Bottom Line: Rapamycin displayed no effect on the TRPC6 mRNA or protein expression levels or TRPC6-dependent calcium influx in podocytes.Furthermore, knockdown of raptor did not affect TRPC6 expression or function, whereas rictor knockdown suppressed TRPC6 protein expression and TRPC6-dependent calcium influx in podocytes.These findings indicate that the mTORC2 signaling pathway regulates TRPC6 in podocytes but that the mTORC1 signaling pathway does not appear to exert an effect on TRPC6.

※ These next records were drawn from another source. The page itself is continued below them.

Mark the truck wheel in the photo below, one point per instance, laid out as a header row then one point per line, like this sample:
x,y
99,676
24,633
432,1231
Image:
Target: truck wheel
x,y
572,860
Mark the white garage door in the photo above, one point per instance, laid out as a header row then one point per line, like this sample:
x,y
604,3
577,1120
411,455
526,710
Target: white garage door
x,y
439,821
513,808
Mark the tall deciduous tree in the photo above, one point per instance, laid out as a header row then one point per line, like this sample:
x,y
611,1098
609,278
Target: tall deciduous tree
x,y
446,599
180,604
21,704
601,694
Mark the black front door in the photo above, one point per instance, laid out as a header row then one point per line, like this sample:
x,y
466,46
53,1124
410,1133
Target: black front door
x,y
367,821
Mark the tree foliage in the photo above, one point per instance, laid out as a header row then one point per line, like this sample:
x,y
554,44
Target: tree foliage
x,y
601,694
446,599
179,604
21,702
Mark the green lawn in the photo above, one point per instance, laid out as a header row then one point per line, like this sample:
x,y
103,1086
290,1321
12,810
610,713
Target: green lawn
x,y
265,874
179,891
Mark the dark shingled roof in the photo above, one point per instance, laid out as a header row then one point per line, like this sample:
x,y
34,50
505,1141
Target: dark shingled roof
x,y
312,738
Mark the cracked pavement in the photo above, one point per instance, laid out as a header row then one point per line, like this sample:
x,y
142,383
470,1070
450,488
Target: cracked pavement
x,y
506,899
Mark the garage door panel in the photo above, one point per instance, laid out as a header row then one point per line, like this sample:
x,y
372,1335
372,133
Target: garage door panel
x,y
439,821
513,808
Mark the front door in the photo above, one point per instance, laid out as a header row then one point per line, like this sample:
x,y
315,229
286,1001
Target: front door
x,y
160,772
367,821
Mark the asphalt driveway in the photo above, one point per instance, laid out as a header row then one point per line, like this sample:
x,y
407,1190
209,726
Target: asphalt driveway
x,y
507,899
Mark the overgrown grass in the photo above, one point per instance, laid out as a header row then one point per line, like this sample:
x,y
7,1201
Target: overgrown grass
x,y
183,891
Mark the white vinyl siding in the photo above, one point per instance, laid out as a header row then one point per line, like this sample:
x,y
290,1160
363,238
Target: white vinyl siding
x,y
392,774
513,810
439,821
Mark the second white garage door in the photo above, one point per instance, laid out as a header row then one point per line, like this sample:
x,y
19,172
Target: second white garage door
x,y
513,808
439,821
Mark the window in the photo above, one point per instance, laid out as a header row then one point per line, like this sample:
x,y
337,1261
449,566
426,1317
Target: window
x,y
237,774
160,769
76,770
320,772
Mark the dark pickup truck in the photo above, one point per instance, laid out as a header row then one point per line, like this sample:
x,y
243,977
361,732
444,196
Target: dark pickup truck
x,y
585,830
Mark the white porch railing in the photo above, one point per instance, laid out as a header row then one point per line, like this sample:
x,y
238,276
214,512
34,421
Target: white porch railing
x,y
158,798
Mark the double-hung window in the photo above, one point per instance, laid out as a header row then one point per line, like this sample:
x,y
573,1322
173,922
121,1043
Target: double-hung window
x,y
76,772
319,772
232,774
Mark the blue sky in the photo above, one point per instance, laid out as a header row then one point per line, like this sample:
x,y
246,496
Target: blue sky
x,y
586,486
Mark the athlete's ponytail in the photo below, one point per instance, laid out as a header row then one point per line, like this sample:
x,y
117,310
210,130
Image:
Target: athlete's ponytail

View Article: PubMed Central - PubMed

Affiliation: Department of Pediatrics, Peking University First Hospital, Beijing, China.

ABSTRACT
Transient receptor potential cation channel 6 (TRPC6) is a nonselective cation channel, and abnormal expression and gain of function of TRPC6 are involved in the pathogenesis of hereditary and nonhereditary forms of renal disease. Although the molecular mechanisms underlying these diseases remain poorly understood, recent investigations revealed that many signaling pathways are involved in regulating TRPC6. We aimed to examine the effect of the mammalian target of rapamycin (mTOR) complex (mTOR complex 1 [mTORC1] or mTOR complex 2 [mTORC2]) signaling pathways on TRPC6 in podocytes, which are highly terminally differentiated renal epithelial cells that are critically required for the maintenance of the glomerular filtration barrier. We applied both pharmacological inhibitors of mTOR and specific siRNAs against mTOR components to explore which mTOR signaling pathway is involved in the regulation of TRPC6 in podocytes. The podocytes were exposed to rapamycin, an inhibitor of mTORC1, and ku0063794, a dual inhibitor of mTORC1 and mTORC2. In addition, specific siRNA-mediated knockdown of the mTORC1 component raptor and the mTORC2 component rictor was employed. The TRPC6 mRNA and protein expression levels were examined via real-time quantitative PCR and Western blot, respectively. Additionally, fluorescence calcium imaging was performed to evaluate the function of TRPC6 in podocytes. Rapamycin displayed no effect on the TRPC6 mRNA or protein expression levels or TRPC6-dependent calcium influx in podocytes. However, ku0063794 down-regulated the TRPC6 mRNA and protein levels and suppressed TRPC6-dependent calcium influx in podocytes. Furthermore, knockdown of raptor did not affect TRPC6 expression or function, whereas rictor knockdown suppressed TRPC6 protein expression and TRPC6-dependent calcium influx in podocytes. These findings indicate that the mTORC2 signaling pathway regulates TRPC6 in podocytes but that the mTORC1 signaling pathway does not appear to exert an effect on TRPC6.